Real-World Point Tracking with Verifier-Guided Pseudo-Labeling¶

Conference: CVPR 2026 arXiv: 2603.12217 Code: kuis-ai.github.io/track_on_r Area: Video Understanding / Point Tracking Keywords: point tracking, pseudo-labeling, verifier, multi-teacher ensemble, sim-to-real adaptation

TL;DR¶

This paper proposes a learnable Verifier meta-model trained on synthetic data to assess the reliability of tracker predictions and transfer this capability to the real world. By evaluating per-frame predictions from six pretrained trackers and selecting the most reliable as pseudo-labels, the proposed Track-On-R model is fine-tuned on only ~5K real videos and achieves comprehensive state-of-the-art performance across four real-world benchmarks.

Background & Motivation¶

Background: Long-range point tracking models (CoTracker, TAPIR, Track-On, etc.) are typically trained on synthetic data (TAP-Vid Kubric). Recent self-training methods (BootsTAPIR, CoTracker3) fine-tune on real videos using pseudo-labels to bridge the sim-to-real gap.

Limitations of Prior Work:

Individual trackers exhibit highly variable reliability across different frames and scenes — each excels under different challenges such as fast motion, low texture, occlusion, and identity switching.
Naive self-training (randomly selecting a single teacher for pseudo-labels) or fixed fusion strategies cannot handle this heterogeneity and propagate systematic errors.
Methods such as BootsTAPIR require millions of real videos for large-scale distillation, resulting in low data efficiency.

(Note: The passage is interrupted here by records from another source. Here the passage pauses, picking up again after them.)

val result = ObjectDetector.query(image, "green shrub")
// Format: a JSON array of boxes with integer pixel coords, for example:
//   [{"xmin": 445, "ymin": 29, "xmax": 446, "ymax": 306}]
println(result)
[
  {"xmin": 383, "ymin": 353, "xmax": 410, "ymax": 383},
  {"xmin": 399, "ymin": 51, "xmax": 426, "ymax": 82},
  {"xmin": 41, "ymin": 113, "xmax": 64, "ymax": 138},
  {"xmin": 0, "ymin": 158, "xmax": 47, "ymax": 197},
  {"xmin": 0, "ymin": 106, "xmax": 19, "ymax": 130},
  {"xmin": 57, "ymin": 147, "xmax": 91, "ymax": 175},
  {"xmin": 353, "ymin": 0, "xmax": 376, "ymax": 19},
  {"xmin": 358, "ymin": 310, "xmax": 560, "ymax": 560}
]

Key Challenge: Oracle experiments show that selecting the best tracker per frame could yield substantial performance gains (with a large gap over existing methods), yet no automated method achieves such per-frame adaptive selection.

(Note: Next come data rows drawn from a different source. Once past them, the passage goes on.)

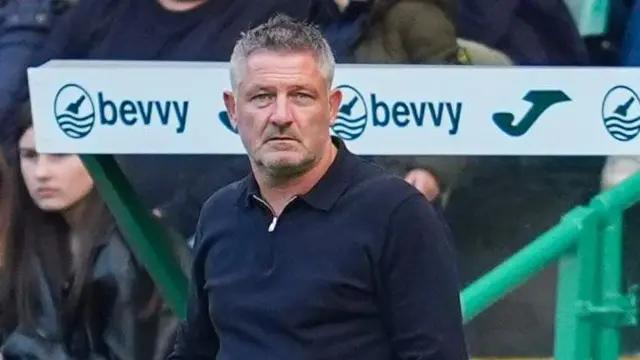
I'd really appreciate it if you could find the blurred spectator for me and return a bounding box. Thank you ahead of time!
[323,0,512,204]
[458,0,589,65]
[621,1,640,66]
[323,0,459,200]
[0,106,180,360]
[0,0,344,237]
[0,148,12,264]
[0,0,72,139]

Goal: Learn to automatically assess the per-frame reliability of multiple trackers and select the most accurate predictions as pseudo-labels.

Key Insight: Train a "Verifier" meta-model — one that does not perform tracking itself, but learns to judge "who tracks well." Reliability estimation is learned on synthetic data via a "corrupt-then-detect" paradigm (applying random perturbations to GT trajectories to simulate tracker errors).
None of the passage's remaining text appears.